Se qualcuno muore durante il conflitto è un affare privato che riguarda soprattutto i suoi superstiti, al di la del cerimoniale funebre che non si nega mai a nessuno.

Ci hanno detto che siamo in guerra contro il terrorismo, che il terrorismo colpisce improvvisamente e senza seguire schemi precostituiti e che noi  come tutto l’occidente siamo in pericolo costante e che, quindi dobbiamo vigilare.

Ma ci hanno anche detto che non bisogna fermarsi a pensare, che bisogna consumare, perché l’economia non può e non deve rallentare i suoi ritmi di crescita, pena la miseria per tutti.
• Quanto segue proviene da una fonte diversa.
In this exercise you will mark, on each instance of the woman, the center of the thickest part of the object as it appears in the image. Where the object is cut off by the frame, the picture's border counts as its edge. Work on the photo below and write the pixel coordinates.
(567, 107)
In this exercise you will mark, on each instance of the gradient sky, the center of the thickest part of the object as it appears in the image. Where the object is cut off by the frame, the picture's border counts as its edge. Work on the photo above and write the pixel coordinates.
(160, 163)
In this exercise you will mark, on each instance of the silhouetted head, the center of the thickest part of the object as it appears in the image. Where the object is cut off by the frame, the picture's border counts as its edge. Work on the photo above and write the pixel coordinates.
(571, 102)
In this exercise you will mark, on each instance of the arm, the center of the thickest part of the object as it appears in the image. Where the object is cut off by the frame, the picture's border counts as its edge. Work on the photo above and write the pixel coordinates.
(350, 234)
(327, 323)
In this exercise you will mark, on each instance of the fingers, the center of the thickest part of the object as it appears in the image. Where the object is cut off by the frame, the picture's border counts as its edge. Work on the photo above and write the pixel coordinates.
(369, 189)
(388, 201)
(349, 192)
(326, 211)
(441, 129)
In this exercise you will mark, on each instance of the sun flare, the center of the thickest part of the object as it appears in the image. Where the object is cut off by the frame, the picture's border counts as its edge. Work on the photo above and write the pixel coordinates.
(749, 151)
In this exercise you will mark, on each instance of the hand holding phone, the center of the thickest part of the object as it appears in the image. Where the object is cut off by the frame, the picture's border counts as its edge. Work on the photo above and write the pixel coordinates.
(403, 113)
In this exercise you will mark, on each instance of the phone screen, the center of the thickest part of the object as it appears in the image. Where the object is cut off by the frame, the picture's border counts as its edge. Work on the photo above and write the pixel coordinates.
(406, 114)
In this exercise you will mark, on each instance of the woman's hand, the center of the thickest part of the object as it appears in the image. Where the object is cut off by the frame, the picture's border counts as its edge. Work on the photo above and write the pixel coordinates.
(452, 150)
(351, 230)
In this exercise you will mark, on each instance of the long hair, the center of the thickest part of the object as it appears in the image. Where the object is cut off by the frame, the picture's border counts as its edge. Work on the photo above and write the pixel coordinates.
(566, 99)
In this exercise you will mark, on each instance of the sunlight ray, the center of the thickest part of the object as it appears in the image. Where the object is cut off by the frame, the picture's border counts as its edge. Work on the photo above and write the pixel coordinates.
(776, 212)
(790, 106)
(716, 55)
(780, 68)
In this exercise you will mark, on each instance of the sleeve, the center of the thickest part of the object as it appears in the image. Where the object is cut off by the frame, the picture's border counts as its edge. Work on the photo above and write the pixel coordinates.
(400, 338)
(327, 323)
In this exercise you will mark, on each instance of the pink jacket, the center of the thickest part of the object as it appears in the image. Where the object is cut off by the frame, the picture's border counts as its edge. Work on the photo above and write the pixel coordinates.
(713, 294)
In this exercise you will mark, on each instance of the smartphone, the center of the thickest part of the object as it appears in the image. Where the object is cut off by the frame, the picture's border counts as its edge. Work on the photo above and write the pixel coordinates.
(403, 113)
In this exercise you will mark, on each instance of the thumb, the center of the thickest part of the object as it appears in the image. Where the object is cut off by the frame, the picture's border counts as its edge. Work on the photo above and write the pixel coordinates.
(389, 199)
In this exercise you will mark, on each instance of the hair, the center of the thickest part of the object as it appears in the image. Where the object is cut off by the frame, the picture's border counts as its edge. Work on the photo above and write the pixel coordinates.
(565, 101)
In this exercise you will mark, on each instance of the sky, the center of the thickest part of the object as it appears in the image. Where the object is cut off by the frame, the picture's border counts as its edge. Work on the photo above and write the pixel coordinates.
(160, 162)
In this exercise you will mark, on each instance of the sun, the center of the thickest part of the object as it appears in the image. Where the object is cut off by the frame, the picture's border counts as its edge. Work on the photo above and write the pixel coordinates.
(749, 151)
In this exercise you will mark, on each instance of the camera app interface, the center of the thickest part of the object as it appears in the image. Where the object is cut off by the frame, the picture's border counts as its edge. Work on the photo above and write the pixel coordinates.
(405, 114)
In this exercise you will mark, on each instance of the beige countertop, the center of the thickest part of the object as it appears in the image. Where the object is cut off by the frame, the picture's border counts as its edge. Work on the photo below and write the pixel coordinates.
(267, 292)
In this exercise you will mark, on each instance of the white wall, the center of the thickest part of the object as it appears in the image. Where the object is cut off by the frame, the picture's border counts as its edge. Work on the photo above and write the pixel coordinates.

Loro, per primi danno l’esempio: consumando tecnologie, mezzi di trasporto, attrezzature logistiche, tonnellate di esplosivi, di carburante, di vettovaglie. Dicono che lo fanno per proteggerci, per permetterci di continuare a  produrre e consumare gli stessi standard di energia; insomma, per permetterci di mantenere il nostro consueto trend di vita.

E noi ci stiamo!!: Senza preoccuparci (sembra) più di tanto sul conto che alla fine ci verrà presentato. La guerra è lontana, non si sentono il suo rumore, la sua puzza; non si odono l’urlo e la disperazione dei feriti, degli orfani e delle vedove. Guardando la televisione tutto questo non si sente e non si ode: si vede solo quello che "loro“ decidono di farci vedere. Amen.

Buon Natale, un natale di guerra, ma non si sente e non si vede.